April 22, 2013


NASHVILLE, Tenn. – The University of Tennessee at Martin put the finishing touches on its track schedule at the Vanderbilt Invitational, breaking a school record for the second straight weekend.

One week after Amanda Wardlaw broke the UT Martin record in the 5k meter run (18:18.01) at Ole Miss, senior Laura Wind set a new Skyhawk benchmark in the 3000 meter steeplechase with a time of 12:09.62.

“Improvement of 21 seconds in the 1500 meter run, then 77 seconds in the 5000 meter run, then a UT Martin record in the steeplechase,” UT Martin head coach Gordon Sanders said. “This is quite a good series to cap Laura’s career as a Skyhawk.”

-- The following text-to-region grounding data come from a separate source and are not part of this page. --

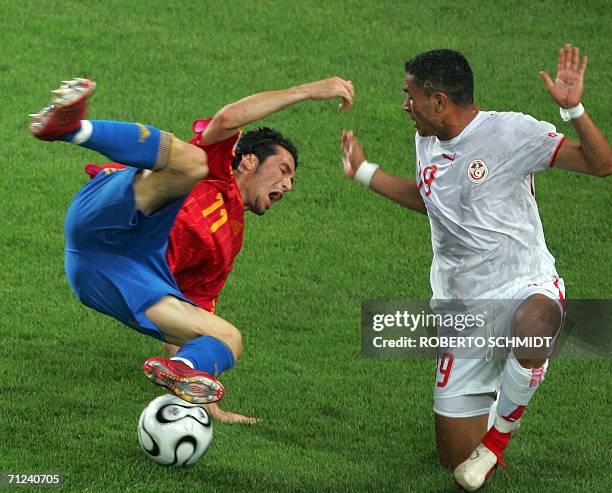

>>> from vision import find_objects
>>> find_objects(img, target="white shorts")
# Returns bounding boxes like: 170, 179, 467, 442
433, 278, 566, 418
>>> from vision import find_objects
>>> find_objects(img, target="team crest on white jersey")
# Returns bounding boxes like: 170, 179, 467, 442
467, 159, 488, 183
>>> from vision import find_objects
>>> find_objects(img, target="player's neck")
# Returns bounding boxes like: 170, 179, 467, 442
436, 106, 479, 142
234, 172, 252, 211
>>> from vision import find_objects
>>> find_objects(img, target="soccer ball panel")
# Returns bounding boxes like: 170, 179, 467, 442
137, 395, 213, 466
175, 437, 197, 466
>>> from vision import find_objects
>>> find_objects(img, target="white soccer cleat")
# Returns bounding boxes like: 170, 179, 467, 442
454, 443, 501, 491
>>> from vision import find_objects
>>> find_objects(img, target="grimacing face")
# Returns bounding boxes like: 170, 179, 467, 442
403, 74, 442, 137
243, 146, 295, 215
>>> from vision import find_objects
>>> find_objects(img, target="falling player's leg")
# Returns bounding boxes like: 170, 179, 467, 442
454, 289, 565, 491
29, 77, 209, 215
142, 296, 243, 404
34, 79, 237, 404
163, 343, 180, 357
160, 320, 256, 424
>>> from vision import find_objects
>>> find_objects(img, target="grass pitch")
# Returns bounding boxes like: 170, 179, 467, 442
0, 1, 610, 492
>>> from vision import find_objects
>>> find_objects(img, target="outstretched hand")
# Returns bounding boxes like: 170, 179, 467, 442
540, 44, 587, 109
304, 77, 354, 111
342, 130, 366, 179
203, 402, 257, 425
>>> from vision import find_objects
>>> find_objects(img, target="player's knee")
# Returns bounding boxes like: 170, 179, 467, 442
224, 326, 243, 361
192, 322, 243, 361
186, 145, 209, 181
512, 299, 561, 339
171, 138, 209, 182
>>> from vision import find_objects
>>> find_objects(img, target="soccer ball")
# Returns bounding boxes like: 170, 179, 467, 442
137, 394, 213, 466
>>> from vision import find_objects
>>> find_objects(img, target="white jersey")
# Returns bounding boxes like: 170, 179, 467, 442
415, 111, 566, 300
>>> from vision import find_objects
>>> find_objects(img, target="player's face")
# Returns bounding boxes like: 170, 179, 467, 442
245, 146, 295, 215
403, 74, 441, 137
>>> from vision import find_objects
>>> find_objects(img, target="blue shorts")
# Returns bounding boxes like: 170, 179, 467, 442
64, 167, 194, 341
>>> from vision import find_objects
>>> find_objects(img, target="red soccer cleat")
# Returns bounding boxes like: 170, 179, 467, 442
143, 357, 225, 404
29, 77, 96, 141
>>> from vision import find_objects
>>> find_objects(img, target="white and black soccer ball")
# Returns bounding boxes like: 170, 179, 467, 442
137, 394, 213, 466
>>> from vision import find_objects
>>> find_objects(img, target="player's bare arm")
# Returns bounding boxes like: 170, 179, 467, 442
342, 130, 427, 214
157, 80, 351, 425
201, 77, 354, 145
540, 44, 612, 177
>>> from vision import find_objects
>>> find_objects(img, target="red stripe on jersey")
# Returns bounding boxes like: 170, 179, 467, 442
553, 278, 567, 312
549, 136, 567, 167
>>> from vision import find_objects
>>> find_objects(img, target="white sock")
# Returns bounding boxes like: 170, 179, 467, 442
71, 120, 93, 144
496, 354, 548, 430
487, 395, 499, 430
170, 356, 194, 369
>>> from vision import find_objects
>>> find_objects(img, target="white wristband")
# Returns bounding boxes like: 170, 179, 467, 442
354, 160, 379, 187
559, 103, 585, 122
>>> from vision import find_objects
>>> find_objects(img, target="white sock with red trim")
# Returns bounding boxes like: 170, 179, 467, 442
482, 354, 548, 461
482, 354, 548, 464
497, 354, 548, 423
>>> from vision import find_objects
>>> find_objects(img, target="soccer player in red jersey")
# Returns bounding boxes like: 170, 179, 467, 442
166, 122, 294, 315
85, 76, 355, 423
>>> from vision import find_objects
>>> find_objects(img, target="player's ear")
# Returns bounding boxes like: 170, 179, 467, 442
433, 92, 448, 113
238, 154, 258, 172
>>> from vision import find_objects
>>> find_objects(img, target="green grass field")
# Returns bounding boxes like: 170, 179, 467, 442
1, 0, 610, 491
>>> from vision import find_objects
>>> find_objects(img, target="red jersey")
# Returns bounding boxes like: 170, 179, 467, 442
84, 118, 245, 313
166, 119, 244, 312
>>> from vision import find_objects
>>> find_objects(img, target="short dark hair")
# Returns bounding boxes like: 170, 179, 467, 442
405, 49, 474, 105
232, 127, 298, 170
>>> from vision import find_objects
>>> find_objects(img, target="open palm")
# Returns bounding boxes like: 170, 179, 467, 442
539, 44, 587, 109
342, 130, 365, 178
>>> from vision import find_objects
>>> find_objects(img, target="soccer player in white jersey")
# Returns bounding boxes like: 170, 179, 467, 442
341, 44, 611, 491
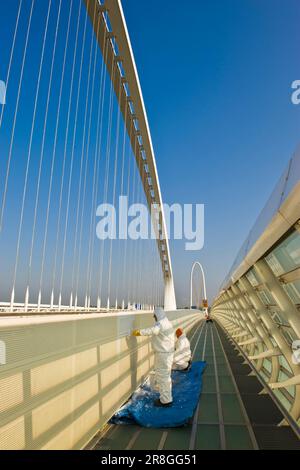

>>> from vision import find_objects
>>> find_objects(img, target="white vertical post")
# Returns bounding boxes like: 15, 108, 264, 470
164, 276, 177, 311
10, 287, 15, 313
50, 290, 54, 310
37, 290, 42, 312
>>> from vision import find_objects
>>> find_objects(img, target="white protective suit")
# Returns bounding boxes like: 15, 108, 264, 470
172, 333, 192, 370
140, 308, 174, 404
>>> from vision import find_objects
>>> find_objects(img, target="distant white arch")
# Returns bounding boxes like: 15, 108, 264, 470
190, 262, 207, 310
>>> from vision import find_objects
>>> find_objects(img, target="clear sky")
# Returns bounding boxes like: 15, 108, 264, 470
121, 0, 300, 305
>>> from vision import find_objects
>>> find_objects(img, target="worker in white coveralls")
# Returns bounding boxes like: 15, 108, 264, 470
172, 328, 192, 371
132, 307, 174, 407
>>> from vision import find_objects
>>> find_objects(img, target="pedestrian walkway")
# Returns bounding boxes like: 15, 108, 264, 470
89, 321, 300, 450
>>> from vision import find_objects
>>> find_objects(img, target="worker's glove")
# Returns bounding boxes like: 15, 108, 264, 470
132, 329, 141, 337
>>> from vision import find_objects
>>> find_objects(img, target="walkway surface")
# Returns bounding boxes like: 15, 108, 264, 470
90, 321, 300, 450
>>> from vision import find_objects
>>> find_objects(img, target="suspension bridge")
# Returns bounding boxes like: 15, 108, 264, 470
0, 0, 299, 451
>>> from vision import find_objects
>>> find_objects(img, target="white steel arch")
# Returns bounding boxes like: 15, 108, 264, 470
84, 0, 176, 310
190, 261, 207, 310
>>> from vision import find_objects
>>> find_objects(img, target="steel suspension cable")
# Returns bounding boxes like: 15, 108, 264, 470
122, 119, 132, 307
0, 0, 35, 232
82, 17, 105, 309
87, 26, 109, 310
97, 55, 116, 309
132, 148, 143, 307
63, 3, 89, 309
38, 1, 73, 307
11, 0, 52, 310
128, 136, 138, 306
26, 0, 62, 302
114, 101, 128, 308
84, 21, 108, 310
107, 81, 122, 306
74, 7, 99, 309
71, 6, 95, 309
50, 0, 82, 308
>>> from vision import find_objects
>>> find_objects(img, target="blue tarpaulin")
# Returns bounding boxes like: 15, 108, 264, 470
110, 361, 206, 428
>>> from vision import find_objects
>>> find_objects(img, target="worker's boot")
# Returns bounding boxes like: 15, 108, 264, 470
154, 399, 173, 408
183, 360, 192, 371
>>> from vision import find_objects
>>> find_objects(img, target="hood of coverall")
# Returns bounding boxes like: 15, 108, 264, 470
154, 307, 165, 321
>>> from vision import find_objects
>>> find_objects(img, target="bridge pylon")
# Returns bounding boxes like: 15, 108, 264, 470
164, 276, 177, 311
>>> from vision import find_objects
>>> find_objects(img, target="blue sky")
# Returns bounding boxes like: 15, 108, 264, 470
0, 1, 299, 308
122, 0, 300, 305
0, 1, 165, 306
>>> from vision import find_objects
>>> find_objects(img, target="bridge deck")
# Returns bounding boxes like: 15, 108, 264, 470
89, 322, 300, 450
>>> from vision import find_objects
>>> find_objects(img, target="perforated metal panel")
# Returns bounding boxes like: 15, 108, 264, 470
0, 310, 200, 449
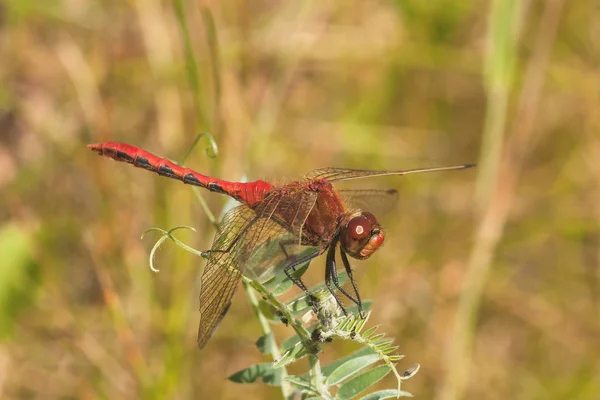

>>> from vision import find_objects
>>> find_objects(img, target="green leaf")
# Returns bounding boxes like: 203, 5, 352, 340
369, 333, 386, 342
375, 339, 395, 349
283, 375, 317, 392
336, 365, 391, 400
321, 347, 377, 377
325, 354, 380, 386
255, 333, 274, 354
338, 315, 354, 331
257, 299, 278, 320
228, 363, 282, 386
387, 355, 405, 362
354, 316, 369, 333
361, 325, 379, 338
0, 224, 38, 340
273, 341, 309, 368
281, 334, 302, 352
358, 389, 414, 399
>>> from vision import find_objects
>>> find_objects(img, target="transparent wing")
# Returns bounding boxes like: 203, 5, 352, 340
197, 189, 318, 348
197, 205, 255, 349
305, 164, 475, 183
338, 188, 399, 216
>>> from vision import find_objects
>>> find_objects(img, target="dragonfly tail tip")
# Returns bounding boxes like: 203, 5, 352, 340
87, 143, 102, 153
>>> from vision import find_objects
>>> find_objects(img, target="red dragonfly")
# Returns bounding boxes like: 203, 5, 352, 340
88, 142, 474, 348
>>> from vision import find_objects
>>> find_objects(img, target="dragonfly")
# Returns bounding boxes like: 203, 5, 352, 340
88, 142, 474, 348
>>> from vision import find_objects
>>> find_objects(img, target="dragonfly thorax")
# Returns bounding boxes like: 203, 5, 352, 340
340, 211, 385, 260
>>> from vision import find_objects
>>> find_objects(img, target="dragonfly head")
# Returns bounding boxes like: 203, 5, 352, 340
341, 211, 385, 260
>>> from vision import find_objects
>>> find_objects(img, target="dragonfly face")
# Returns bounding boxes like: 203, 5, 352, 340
340, 211, 385, 260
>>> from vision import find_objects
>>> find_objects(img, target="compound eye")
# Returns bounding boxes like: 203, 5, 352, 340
348, 215, 372, 240
362, 212, 378, 227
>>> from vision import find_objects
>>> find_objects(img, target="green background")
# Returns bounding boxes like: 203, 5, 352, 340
0, 0, 597, 399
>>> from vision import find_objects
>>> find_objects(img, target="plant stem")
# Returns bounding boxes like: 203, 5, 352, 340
308, 355, 333, 400
243, 281, 294, 399
242, 277, 317, 353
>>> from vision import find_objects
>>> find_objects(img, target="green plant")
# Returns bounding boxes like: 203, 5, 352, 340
144, 223, 418, 399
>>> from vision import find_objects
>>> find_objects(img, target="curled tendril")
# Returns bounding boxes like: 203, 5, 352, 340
202, 132, 219, 158
183, 132, 219, 163
141, 225, 206, 272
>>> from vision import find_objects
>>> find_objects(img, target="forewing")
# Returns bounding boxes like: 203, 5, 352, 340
338, 188, 399, 216
305, 164, 474, 182
197, 189, 318, 348
197, 204, 254, 348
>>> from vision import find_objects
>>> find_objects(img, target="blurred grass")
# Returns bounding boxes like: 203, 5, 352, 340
1, 0, 599, 399
440, 1, 524, 399
0, 224, 38, 340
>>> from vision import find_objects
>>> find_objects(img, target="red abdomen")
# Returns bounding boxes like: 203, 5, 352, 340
88, 142, 273, 205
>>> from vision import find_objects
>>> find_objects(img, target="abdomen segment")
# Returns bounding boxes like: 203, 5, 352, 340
88, 142, 273, 205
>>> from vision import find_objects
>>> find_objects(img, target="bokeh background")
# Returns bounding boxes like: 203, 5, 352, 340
1, 0, 598, 399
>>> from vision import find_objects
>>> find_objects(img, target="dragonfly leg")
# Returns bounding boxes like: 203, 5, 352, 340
282, 248, 324, 313
340, 250, 365, 318
283, 266, 318, 313
324, 242, 348, 316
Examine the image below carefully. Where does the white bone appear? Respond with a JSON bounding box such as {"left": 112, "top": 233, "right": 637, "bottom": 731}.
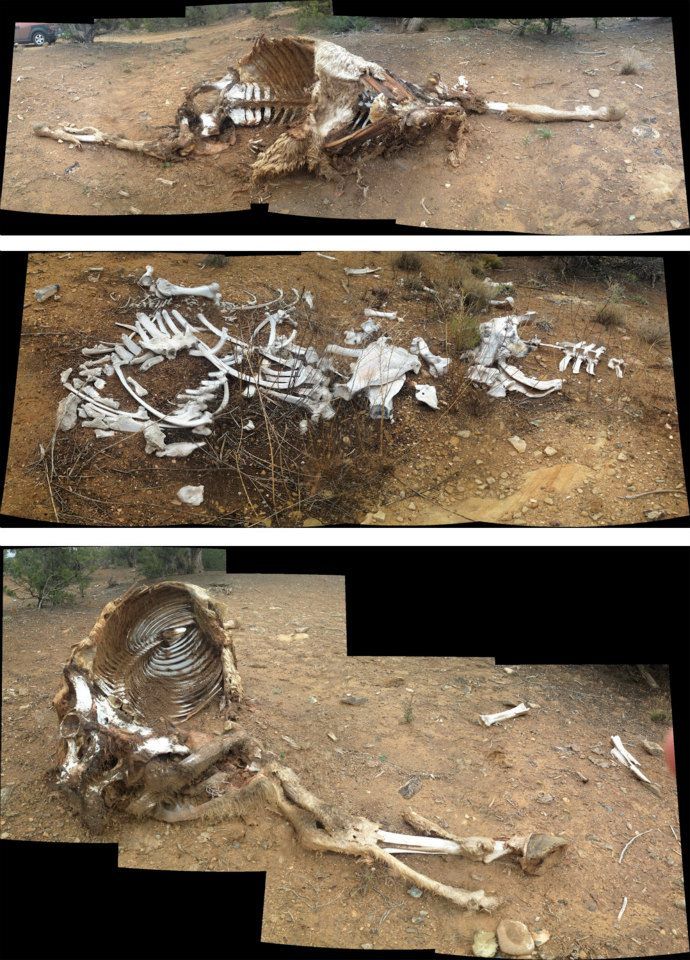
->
{"left": 243, "top": 420, "right": 256, "bottom": 432}
{"left": 144, "top": 424, "right": 167, "bottom": 454}
{"left": 480, "top": 703, "right": 529, "bottom": 726}
{"left": 485, "top": 101, "right": 625, "bottom": 122}
{"left": 154, "top": 278, "right": 222, "bottom": 304}
{"left": 138, "top": 265, "right": 154, "bottom": 288}
{"left": 94, "top": 429, "right": 115, "bottom": 438}
{"left": 414, "top": 383, "right": 439, "bottom": 410}
{"left": 410, "top": 337, "right": 451, "bottom": 378}
{"left": 363, "top": 308, "right": 396, "bottom": 320}
{"left": 176, "top": 485, "right": 204, "bottom": 506}
{"left": 56, "top": 393, "right": 80, "bottom": 431}
{"left": 344, "top": 267, "right": 381, "bottom": 275}
{"left": 155, "top": 442, "right": 206, "bottom": 458}
{"left": 344, "top": 330, "right": 367, "bottom": 345}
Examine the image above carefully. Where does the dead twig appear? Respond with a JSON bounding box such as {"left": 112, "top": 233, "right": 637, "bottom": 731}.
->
{"left": 618, "top": 488, "right": 682, "bottom": 500}
{"left": 619, "top": 828, "right": 655, "bottom": 863}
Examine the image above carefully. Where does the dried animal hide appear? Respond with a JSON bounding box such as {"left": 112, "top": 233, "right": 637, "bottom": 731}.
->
{"left": 53, "top": 582, "right": 569, "bottom": 912}
{"left": 33, "top": 35, "right": 625, "bottom": 181}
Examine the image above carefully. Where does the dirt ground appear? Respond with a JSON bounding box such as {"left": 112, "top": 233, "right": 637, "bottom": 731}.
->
{"left": 2, "top": 15, "right": 687, "bottom": 233}
{"left": 1, "top": 569, "right": 687, "bottom": 958}
{"left": 1, "top": 252, "right": 686, "bottom": 527}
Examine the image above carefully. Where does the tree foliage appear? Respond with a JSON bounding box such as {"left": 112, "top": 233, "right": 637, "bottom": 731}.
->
{"left": 4, "top": 548, "right": 99, "bottom": 608}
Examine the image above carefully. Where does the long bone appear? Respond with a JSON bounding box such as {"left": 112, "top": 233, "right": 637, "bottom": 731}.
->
{"left": 154, "top": 277, "right": 222, "bottom": 304}
{"left": 410, "top": 336, "right": 451, "bottom": 377}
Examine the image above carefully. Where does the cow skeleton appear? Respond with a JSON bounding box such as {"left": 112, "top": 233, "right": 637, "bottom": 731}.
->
{"left": 54, "top": 581, "right": 569, "bottom": 912}
{"left": 57, "top": 267, "right": 450, "bottom": 447}
{"left": 33, "top": 35, "right": 626, "bottom": 183}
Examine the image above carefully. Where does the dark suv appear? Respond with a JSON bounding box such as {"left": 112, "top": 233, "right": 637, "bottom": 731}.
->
{"left": 14, "top": 22, "right": 61, "bottom": 46}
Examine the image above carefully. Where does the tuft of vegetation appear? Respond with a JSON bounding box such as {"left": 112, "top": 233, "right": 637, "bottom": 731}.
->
{"left": 402, "top": 694, "right": 415, "bottom": 724}
{"left": 200, "top": 254, "right": 230, "bottom": 268}
{"left": 449, "top": 310, "right": 481, "bottom": 352}
{"left": 478, "top": 254, "right": 503, "bottom": 271}
{"left": 4, "top": 547, "right": 99, "bottom": 608}
{"left": 446, "top": 18, "right": 499, "bottom": 30}
{"left": 295, "top": 1, "right": 371, "bottom": 33}
{"left": 594, "top": 302, "right": 625, "bottom": 328}
{"left": 394, "top": 252, "right": 423, "bottom": 272}
{"left": 638, "top": 318, "right": 670, "bottom": 349}
{"left": 537, "top": 127, "right": 553, "bottom": 140}
{"left": 620, "top": 48, "right": 646, "bottom": 75}
{"left": 650, "top": 709, "right": 670, "bottom": 723}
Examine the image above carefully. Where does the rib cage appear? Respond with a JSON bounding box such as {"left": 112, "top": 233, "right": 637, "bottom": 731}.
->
{"left": 90, "top": 582, "right": 226, "bottom": 724}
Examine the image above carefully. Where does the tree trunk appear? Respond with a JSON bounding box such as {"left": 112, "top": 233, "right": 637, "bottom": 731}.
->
{"left": 190, "top": 548, "right": 204, "bottom": 573}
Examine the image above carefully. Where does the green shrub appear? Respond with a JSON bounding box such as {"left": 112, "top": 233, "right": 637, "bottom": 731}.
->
{"left": 4, "top": 547, "right": 98, "bottom": 608}
{"left": 450, "top": 311, "right": 480, "bottom": 351}
{"left": 594, "top": 303, "right": 625, "bottom": 328}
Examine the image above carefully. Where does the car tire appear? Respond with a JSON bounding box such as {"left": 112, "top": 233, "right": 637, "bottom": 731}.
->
{"left": 32, "top": 30, "right": 48, "bottom": 46}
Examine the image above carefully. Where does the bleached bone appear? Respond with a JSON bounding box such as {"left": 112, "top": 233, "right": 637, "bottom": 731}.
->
{"left": 334, "top": 338, "right": 421, "bottom": 408}
{"left": 472, "top": 314, "right": 536, "bottom": 367}
{"left": 414, "top": 383, "right": 439, "bottom": 410}
{"left": 302, "top": 290, "right": 314, "bottom": 309}
{"left": 480, "top": 703, "right": 529, "bottom": 726}
{"left": 344, "top": 267, "right": 381, "bottom": 275}
{"left": 497, "top": 361, "right": 562, "bottom": 395}
{"left": 489, "top": 296, "right": 515, "bottom": 308}
{"left": 361, "top": 319, "right": 381, "bottom": 335}
{"left": 154, "top": 278, "right": 222, "bottom": 304}
{"left": 410, "top": 337, "right": 450, "bottom": 377}
{"left": 139, "top": 265, "right": 154, "bottom": 288}
{"left": 94, "top": 430, "right": 115, "bottom": 438}
{"left": 55, "top": 394, "right": 80, "bottom": 431}
{"left": 177, "top": 485, "right": 204, "bottom": 506}
{"left": 367, "top": 377, "right": 406, "bottom": 421}
{"left": 483, "top": 278, "right": 515, "bottom": 296}
{"left": 485, "top": 101, "right": 626, "bottom": 123}
{"left": 364, "top": 308, "right": 397, "bottom": 321}
{"left": 155, "top": 442, "right": 206, "bottom": 458}
{"left": 608, "top": 357, "right": 625, "bottom": 378}
{"left": 344, "top": 330, "right": 367, "bottom": 346}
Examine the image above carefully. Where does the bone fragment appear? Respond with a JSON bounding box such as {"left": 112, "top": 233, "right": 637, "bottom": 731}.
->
{"left": 154, "top": 278, "right": 222, "bottom": 303}
{"left": 364, "top": 309, "right": 396, "bottom": 320}
{"left": 55, "top": 393, "right": 80, "bottom": 431}
{"left": 480, "top": 703, "right": 529, "bottom": 726}
{"left": 414, "top": 383, "right": 439, "bottom": 410}
{"left": 344, "top": 267, "right": 381, "bottom": 275}
{"left": 155, "top": 442, "right": 206, "bottom": 458}
{"left": 177, "top": 485, "right": 204, "bottom": 506}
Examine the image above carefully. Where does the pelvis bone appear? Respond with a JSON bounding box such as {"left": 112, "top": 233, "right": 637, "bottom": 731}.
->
{"left": 54, "top": 582, "right": 569, "bottom": 910}
{"left": 33, "top": 35, "right": 625, "bottom": 182}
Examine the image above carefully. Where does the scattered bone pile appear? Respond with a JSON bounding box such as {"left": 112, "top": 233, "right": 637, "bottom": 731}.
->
{"left": 34, "top": 34, "right": 626, "bottom": 182}
{"left": 464, "top": 290, "right": 625, "bottom": 399}
{"left": 54, "top": 580, "right": 569, "bottom": 911}
{"left": 56, "top": 265, "right": 452, "bottom": 454}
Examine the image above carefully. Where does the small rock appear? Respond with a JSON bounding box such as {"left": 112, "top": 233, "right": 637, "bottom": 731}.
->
{"left": 361, "top": 944, "right": 374, "bottom": 950}
{"left": 128, "top": 206, "right": 142, "bottom": 215}
{"left": 399, "top": 776, "right": 423, "bottom": 799}
{"left": 617, "top": 452, "right": 628, "bottom": 461}
{"left": 458, "top": 430, "right": 471, "bottom": 438}
{"left": 118, "top": 189, "right": 130, "bottom": 197}
{"left": 473, "top": 930, "right": 498, "bottom": 958}
{"left": 544, "top": 446, "right": 557, "bottom": 457}
{"left": 670, "top": 220, "right": 682, "bottom": 229}
{"left": 508, "top": 436, "right": 527, "bottom": 454}
{"left": 645, "top": 510, "right": 663, "bottom": 521}
{"left": 533, "top": 929, "right": 551, "bottom": 947}
{"left": 340, "top": 694, "right": 368, "bottom": 706}
{"left": 303, "top": 518, "right": 323, "bottom": 527}
{"left": 408, "top": 886, "right": 423, "bottom": 898}
{"left": 536, "top": 792, "right": 554, "bottom": 804}
{"left": 641, "top": 739, "right": 664, "bottom": 756}
{"left": 497, "top": 919, "right": 535, "bottom": 957}
{"left": 589, "top": 88, "right": 601, "bottom": 98}
{"left": 674, "top": 898, "right": 686, "bottom": 910}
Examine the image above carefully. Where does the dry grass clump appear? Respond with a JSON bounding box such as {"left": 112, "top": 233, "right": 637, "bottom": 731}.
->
{"left": 619, "top": 48, "right": 648, "bottom": 75}
{"left": 449, "top": 311, "right": 481, "bottom": 352}
{"left": 394, "top": 252, "right": 423, "bottom": 272}
{"left": 594, "top": 302, "right": 625, "bottom": 328}
{"left": 477, "top": 253, "right": 503, "bottom": 271}
{"left": 638, "top": 317, "right": 670, "bottom": 349}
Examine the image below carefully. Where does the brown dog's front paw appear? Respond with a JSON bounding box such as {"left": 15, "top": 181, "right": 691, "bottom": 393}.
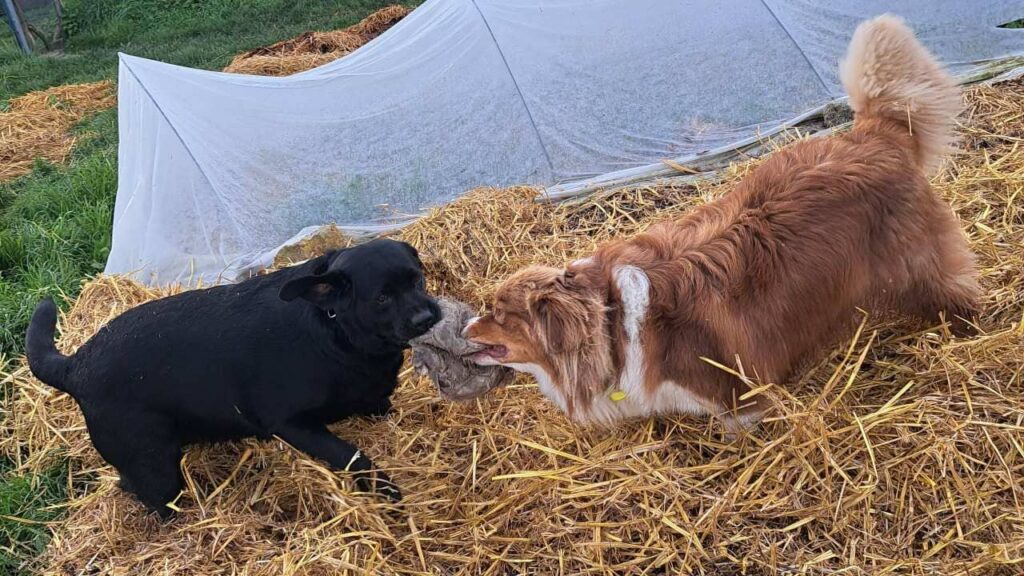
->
{"left": 947, "top": 314, "right": 978, "bottom": 338}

However, that was not the only eye-opening performance for UT Martin. Freshman Justin Morgan finished the season only seven seconds off of the program’s record in the 5000 meter run, crossing the finish line in 15:18.14 – a 93 second improvement from this past year.

Wardlaw closed out her career with a time of 18:51.62 in the 5000 meter run. Freshman Alexandra Stover wrapped up her season with her best time ever in the 5000 meter run (19:24.09), while freshman teammate Abby Frantom (20:21.63) also took part in the event, rounding out her season with a 2:20 improvement from last season.

Kaycee Grimes competed in the 1500 meter run, finishing with a time of 5:25.96. Hannah Wolters (19:59.83) gave UT Martin four solid finishers in the 5000 meter run.

On the men’s side, Vance Pounders accounted for a time of 2:00.33 in the 800 meter run. Ryan Pett ended his four-year career with a solid showing in the 1500 meter run (4:10.61).

In the 5000 meter run, seniors Tallon Scott (16:07.36) and Trevor Hancock (16:56.76) posted sound results in their final race in a UT Martin uniform. Zach Phifer and Mark Graubner also took part in the 5000 meter run, finishing with times of 16:57.39 and 17:04.06, respectively.

Overall, Sanders was pleased with his team’s showing and the momentum it will provide going into next fall.

“This was a terrific finish to the year of consistent hard work,” Sanders said. “This is what keeps the group motivated to continue to higher training loads.”